裴以安呆呆地看着我,仿佛第一次认识我一样。
“你真的要这样做?”他问。
“我真的要这样做。”我说,“裴以安,这七年来,我一直在等,等你能真正站在我和澄澄这边,能为了我们和你的家人抗争。”
“但你从来没有。”
“每次出现矛盾,你都选择和稀泥,都劝我忍耐,都说我爸就是那个脾气,我妈不是故意的。”
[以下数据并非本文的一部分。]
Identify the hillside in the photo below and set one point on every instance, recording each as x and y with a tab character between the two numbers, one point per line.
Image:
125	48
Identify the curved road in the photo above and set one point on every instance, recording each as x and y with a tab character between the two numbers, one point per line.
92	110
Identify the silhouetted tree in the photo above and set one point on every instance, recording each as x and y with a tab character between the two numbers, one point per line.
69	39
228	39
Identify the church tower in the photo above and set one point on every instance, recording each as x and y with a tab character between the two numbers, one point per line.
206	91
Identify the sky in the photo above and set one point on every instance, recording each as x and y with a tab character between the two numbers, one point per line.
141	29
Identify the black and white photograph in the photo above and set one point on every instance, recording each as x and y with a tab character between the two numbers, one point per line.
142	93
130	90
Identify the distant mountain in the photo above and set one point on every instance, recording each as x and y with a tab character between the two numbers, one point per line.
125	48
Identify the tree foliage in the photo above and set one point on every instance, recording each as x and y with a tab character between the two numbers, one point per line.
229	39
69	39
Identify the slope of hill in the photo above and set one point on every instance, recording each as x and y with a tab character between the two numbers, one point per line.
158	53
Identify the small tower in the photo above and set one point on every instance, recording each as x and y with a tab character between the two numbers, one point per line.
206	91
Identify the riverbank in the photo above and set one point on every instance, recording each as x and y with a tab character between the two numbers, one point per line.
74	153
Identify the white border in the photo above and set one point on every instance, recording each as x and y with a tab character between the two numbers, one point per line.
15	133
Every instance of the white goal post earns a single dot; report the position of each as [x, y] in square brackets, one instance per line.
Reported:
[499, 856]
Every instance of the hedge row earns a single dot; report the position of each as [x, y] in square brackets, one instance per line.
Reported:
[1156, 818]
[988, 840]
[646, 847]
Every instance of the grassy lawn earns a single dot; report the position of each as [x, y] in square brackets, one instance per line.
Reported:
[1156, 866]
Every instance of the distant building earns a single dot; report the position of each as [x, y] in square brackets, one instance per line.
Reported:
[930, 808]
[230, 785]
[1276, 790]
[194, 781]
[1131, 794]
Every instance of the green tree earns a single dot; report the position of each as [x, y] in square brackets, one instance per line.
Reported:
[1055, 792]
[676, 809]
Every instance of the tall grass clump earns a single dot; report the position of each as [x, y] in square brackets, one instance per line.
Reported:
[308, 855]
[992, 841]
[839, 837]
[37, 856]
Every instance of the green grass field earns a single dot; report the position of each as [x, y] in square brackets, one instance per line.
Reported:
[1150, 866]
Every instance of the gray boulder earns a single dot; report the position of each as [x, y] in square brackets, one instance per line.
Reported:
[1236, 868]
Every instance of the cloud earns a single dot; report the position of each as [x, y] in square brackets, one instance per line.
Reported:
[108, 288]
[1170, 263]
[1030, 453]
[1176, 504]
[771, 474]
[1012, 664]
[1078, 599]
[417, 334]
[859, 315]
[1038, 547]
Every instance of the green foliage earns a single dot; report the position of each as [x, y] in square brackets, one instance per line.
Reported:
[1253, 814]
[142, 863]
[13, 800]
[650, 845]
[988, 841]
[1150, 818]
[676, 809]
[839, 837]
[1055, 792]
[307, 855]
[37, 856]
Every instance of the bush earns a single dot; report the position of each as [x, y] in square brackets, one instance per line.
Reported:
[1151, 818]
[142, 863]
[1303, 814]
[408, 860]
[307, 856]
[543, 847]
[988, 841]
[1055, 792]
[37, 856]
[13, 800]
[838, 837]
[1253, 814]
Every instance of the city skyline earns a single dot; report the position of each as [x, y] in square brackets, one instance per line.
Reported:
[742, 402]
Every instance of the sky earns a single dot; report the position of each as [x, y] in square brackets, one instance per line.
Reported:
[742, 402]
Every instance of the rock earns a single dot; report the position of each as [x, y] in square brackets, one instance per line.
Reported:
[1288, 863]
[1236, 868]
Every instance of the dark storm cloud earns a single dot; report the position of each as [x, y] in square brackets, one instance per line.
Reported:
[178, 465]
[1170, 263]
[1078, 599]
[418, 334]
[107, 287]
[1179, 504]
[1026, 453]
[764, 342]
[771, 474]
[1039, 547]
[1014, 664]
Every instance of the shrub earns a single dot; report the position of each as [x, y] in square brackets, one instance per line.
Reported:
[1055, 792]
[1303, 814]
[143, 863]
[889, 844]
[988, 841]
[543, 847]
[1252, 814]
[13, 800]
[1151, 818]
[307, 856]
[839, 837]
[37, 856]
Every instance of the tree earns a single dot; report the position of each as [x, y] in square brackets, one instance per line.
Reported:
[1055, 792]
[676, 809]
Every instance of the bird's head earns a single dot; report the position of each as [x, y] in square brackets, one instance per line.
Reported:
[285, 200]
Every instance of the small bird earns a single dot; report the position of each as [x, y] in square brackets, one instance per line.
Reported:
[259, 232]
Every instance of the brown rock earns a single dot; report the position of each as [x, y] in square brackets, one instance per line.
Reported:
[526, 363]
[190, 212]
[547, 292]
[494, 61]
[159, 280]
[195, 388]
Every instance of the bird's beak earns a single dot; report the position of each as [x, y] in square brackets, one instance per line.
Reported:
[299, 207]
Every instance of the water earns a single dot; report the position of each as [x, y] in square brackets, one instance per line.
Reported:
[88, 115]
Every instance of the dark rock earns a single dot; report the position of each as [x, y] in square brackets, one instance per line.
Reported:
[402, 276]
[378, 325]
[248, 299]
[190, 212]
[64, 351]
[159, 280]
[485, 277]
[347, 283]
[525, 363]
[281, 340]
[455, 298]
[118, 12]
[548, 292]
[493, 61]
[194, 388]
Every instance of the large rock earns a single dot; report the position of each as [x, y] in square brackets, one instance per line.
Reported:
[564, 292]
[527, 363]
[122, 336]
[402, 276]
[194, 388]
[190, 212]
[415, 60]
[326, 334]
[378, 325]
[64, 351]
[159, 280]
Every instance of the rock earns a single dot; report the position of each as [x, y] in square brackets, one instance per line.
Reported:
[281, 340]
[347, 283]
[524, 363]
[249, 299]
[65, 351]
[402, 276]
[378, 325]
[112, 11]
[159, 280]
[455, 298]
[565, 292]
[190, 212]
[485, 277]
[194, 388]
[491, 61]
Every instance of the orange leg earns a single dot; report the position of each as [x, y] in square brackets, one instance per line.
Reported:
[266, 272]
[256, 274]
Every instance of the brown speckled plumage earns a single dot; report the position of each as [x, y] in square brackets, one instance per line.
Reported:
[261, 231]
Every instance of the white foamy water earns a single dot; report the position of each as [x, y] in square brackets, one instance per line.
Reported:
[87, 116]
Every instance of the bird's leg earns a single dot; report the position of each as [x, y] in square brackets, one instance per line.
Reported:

“你从来没有想过,我和澄澄也需要有人保护,也需要有人站出来为我们说话。”
“所以现在,我决定自己保护自己,自己为自己讨回公道。”
裴以安的眼眶红了,他张了张嘴,却一个字都说不出来。
“你还有两天时间考虑。”我站起身,“考虑清楚了,给我答复。”
说完,我转身走进卧室,反手关上门。
身后传来裴以安压抑的哭声,但我没有回头。
第二天是个晴朗的日子。
我穿了一身剪裁精良的黑色套装,化了精致的妆容,将头发盘成一个优雅的发髻。
镜子里的女人,眼神坚定,面容沉静。
我拿起那个牛皮纸文件袋,最后检查了一遍里面的所有文件。
撤资通知函、证据材料、投资协议书、举报信副本,全部齐全。
裴以安昨晚没有回房间,他应该是去了客房。
我没有去打扰他,直接出门。
岳麓资本的办公室位于浦东陆家嘴的一栋甲级写字楼里,和环球移民的楼隔着不远。
我开车到达的时候,正好是下午三点。
这个时间,正是裴宗岳每周例行的高层管理会议结束的时候。
我知道他的习惯,会议结束后,他会在办公室里休息半小时,然后接见预约的客户。
这是他一天中心情最好的时候,因为会议上,所有人都对他毕恭毕敬,让他享受着掌控一切的快感。
我要在这个时候出现,在他最得意的时候,给他致命一击。
前台看见我,露出职业性的微笑,“您好,请问您找谁?”
“我找裴总。”我说,“我是他儿媳,沈知鱼。”
前台的态度立刻变得恭敬,“沈小姐,请稍等,我帮您通报一下。”
她拿起电话,拨通了裴宗岳办公室的分机。
“裴总,您的儿媳沈小姐来了,说找您有事......好的,我知道了。”
前台挂断电话,对我说,“裴总说请您直接上去,在他办公室等他。”
“谢谢。”
我乘电梯上到十八楼,走过长长的走廊,来到裴宗岳的办公室门口。
门虚掩着,里面传来他和助理说话的声音。
“今天会议开得不错,下季度的募资目标基本可以达成。”裴宗岳的声音里带着满意,“对了,晚上的饭局安排好了吗?”
“已经安排好了,裴总。”助理恭敬地回答。
“好,你先去忙吧,我休息一下。”
“是。”
助理推开门走出来,看见我,礼貌地点了点头,然后快步离开。
我站在门口,深吸一口气,然后敲了敲门。
“进来。”
我推门而入。
裴宗岳正坐在宽大的老板椅上,手里端着一杯茶,看见是我,脸上露出有些意外的表情。
“知鱼?你怎么来了?”他放下茶杯,“是不是以安让你来的?关于那天分房产的事情,你......”
“爸,我来是有正事要谈。”我打断他,走到办公桌前,将那个牛皮纸文件袋放在桌上。
裴宗岳看了一眼文件袋,眉头微微皱起,“什么正事?”
“您自己看就知道了。”
他狐疑地伸出手,一把将档案袋从我手里夺了过去,动作堪称粗鲁。
他大概以为,这里面装的是什么无关紧要的文件,或者是我想通了之后,写来向他求情的陈情书。
档案袋的封口线被我绕得很紧。
他用力扯了两下才扯开,动作里带着一股无处发泄的烦躁。
手指伸进去,他抽出了最上面的那份文件。
仅仅只扫了一眼标题,他脸上的血色,就像退潮一般,唰地一下,褪得干干净净。